Page MenuHomePhabricator

Jenkins jobs for MediaWiki failing with 'npm: shasum check failed'
Closed, ResolvedPublicPRODUCTION ERROR


00:01:09.070 npm ERR! node v6.11.0
00:01:09.070 npm ERR! npm  v3.8.3
00:01:09.074 npm ERR! shasum check failed for /tmp/npm-394-6a81022a/
00:01:09.075 npm ERR! Expected: 0918a552406dc5e540b380dcd97afc4a64332f8e
00:01:09.075 npm ERR! Actual:   9df1b7fc10b0a92a30aedd327383305d84e9ea06
00:01:09.075 npm ERR! From:
00:01:09.076 npm ERR! 
00:01:09.077 npm ERR! If you need help, you may report this error at:
00:01:09.077 npm ERR!     <>

Been happening for about 2-3 days now. The error is for a different package each time, so not specific to any individual package I think.

Seems particularly common in gate-and-submit.

Event Timeline

Krinkle triaged this task as High priority.Sep 4 2018, 8:20 PM
Krinkle updated the task description. (Show Details)

And again

00:01:23.145 npm ERR! argv "/usr/bin/nodejs" "/usr/local/bin/npm" "install" "--no-progress"
00:01:23.146 npm ERR! node v6.11.0
00:01:23.146 npm ERR! npm  v3.8.3
00:01:23.155 npm ERR! shasum check failed for /tmp/npm-550-af7312e6/
00:01:23.155 npm ERR! Expected: 32d1d653e1d90408854bfb296f076ec7e186a300
00:01:23.156 npm ERR! Actual:   55f68fcc5d3ac0193aee91325c4d5c1f444710c6
00:01:23.157 npm ERR! From:
00:01:23.157 npm ERR! If you need help, you may report this error at:
00:01:23.158 npm ERR!     <>


@Legoktm Yeah, I think this is probably due to a cache corruption. Clearing castor for the affected key (repo+branch?) could help, although it's likely to come back eventually. Might be due to aborted builds saving bad data to castor or some other scenario.

Newer npm versions are supposed to be better in that they only put things atomically in the cache after verification, or something.
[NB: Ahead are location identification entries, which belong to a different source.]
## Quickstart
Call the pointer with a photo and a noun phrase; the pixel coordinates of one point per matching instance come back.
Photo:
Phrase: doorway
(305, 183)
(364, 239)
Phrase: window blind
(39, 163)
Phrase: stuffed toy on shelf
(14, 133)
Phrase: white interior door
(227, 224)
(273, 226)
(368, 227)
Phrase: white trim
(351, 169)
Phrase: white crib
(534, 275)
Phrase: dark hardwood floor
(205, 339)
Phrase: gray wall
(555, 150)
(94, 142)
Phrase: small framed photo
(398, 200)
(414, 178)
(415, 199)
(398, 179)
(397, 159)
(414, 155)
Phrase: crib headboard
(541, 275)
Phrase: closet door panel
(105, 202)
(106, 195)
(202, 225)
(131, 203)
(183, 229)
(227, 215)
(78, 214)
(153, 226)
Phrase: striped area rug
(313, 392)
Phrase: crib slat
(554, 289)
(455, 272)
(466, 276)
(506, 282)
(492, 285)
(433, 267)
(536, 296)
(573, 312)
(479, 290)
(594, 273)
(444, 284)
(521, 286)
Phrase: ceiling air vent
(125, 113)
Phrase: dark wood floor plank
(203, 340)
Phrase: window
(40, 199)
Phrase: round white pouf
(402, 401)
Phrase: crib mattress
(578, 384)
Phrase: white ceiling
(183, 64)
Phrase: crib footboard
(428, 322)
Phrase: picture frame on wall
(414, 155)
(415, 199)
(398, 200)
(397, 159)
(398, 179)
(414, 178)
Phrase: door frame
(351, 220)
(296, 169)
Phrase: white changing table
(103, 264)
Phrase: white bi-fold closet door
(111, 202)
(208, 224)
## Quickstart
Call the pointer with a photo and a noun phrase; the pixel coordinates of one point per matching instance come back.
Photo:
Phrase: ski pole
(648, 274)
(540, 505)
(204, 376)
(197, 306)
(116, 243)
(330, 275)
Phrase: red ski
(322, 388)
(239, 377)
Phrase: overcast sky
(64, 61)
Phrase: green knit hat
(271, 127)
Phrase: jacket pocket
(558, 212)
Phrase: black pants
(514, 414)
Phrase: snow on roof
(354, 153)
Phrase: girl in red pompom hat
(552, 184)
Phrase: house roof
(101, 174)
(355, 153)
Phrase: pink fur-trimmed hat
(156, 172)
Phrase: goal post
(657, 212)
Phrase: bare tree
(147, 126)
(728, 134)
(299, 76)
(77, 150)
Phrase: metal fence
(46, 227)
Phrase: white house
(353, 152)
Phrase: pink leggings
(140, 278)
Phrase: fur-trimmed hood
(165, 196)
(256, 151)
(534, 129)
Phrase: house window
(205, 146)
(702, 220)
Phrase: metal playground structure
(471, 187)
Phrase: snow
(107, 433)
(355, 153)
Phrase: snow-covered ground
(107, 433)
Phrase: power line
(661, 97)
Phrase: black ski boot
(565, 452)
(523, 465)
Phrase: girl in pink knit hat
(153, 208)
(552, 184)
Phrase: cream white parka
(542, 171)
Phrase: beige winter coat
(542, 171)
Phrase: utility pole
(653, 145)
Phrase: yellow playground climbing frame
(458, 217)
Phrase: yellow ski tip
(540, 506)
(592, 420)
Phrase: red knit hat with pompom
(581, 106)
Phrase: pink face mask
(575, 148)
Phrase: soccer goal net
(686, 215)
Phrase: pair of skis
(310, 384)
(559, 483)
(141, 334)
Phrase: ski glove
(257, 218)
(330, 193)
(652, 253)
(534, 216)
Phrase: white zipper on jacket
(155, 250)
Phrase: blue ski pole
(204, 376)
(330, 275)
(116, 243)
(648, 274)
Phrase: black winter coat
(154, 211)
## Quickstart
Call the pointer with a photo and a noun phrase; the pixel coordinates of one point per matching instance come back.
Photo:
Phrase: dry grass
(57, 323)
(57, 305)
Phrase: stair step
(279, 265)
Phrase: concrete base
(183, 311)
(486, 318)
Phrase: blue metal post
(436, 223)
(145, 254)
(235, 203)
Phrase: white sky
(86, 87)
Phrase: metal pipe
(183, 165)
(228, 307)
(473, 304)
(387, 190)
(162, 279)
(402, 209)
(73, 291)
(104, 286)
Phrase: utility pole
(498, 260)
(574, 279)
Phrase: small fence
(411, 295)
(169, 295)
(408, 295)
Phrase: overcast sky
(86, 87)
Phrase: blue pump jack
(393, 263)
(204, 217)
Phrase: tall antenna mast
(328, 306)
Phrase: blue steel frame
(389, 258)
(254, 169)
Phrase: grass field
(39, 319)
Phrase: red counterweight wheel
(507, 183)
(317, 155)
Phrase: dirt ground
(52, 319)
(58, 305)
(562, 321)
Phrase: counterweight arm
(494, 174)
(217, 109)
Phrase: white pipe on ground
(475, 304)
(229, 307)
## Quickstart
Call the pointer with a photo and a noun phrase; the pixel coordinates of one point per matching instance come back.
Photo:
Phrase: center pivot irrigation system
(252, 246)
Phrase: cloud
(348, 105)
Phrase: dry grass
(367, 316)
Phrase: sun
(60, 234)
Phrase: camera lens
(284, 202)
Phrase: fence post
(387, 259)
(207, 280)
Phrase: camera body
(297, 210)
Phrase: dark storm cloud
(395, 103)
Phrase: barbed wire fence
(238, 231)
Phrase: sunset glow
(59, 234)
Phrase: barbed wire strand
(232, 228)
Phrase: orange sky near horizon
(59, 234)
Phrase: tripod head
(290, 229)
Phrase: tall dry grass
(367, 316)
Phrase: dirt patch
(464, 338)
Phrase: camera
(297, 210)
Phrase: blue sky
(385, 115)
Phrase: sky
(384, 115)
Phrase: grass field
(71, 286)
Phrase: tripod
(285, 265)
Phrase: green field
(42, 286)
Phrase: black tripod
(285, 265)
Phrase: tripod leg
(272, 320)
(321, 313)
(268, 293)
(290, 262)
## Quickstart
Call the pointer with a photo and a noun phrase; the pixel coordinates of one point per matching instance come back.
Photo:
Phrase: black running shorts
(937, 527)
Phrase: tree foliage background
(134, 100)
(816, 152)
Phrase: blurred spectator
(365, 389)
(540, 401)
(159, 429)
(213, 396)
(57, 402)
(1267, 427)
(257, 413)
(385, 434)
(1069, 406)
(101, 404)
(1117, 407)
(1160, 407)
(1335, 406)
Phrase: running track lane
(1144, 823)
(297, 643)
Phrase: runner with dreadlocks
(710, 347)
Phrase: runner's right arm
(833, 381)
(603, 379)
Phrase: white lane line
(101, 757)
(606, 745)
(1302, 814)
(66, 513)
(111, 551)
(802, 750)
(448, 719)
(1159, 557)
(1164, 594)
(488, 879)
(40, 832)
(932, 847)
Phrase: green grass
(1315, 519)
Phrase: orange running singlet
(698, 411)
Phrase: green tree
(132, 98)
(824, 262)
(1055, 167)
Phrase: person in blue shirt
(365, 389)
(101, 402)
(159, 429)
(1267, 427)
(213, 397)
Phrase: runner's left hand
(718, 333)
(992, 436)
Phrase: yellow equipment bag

So clearing castor once and upgrading our npm version might resolve this (v5.x or later, which came with official Node 6).

There were some major changes when we moved from npm v1/v2 to v3, but I'm not aware of any major changes in v5 that would complicate an upgrade, but it's worth looking into.

Krinkle changed the task status from Open to Stalled.Sep 25 2018, 5:49 PM

This is blocked on CI upgrading to npm 5 or later. The cache instability was a known in older version of npm and is (allegedly) been resolved in 5.x and 6.0.

(Still seen at least a dozen times over the past 2 days, probably the most common kind of false negative at the moment.)

hashar changed the task status from Stalled to Open.Dec 11 2018, 4:58 PM
hashar added a subscriber: thcipriani.

shower thoughts:

We have jobs writing to the central cache constantly, potentially a job could download a file as it is being written to. The cached file ends up being corrupted since it is in the process of being overwritten. I would then assume that npm 3.8 ends up failing instead of downloading a fresh copy from

@thcipriani mentioned we might want to pass --delete-updates to rsync.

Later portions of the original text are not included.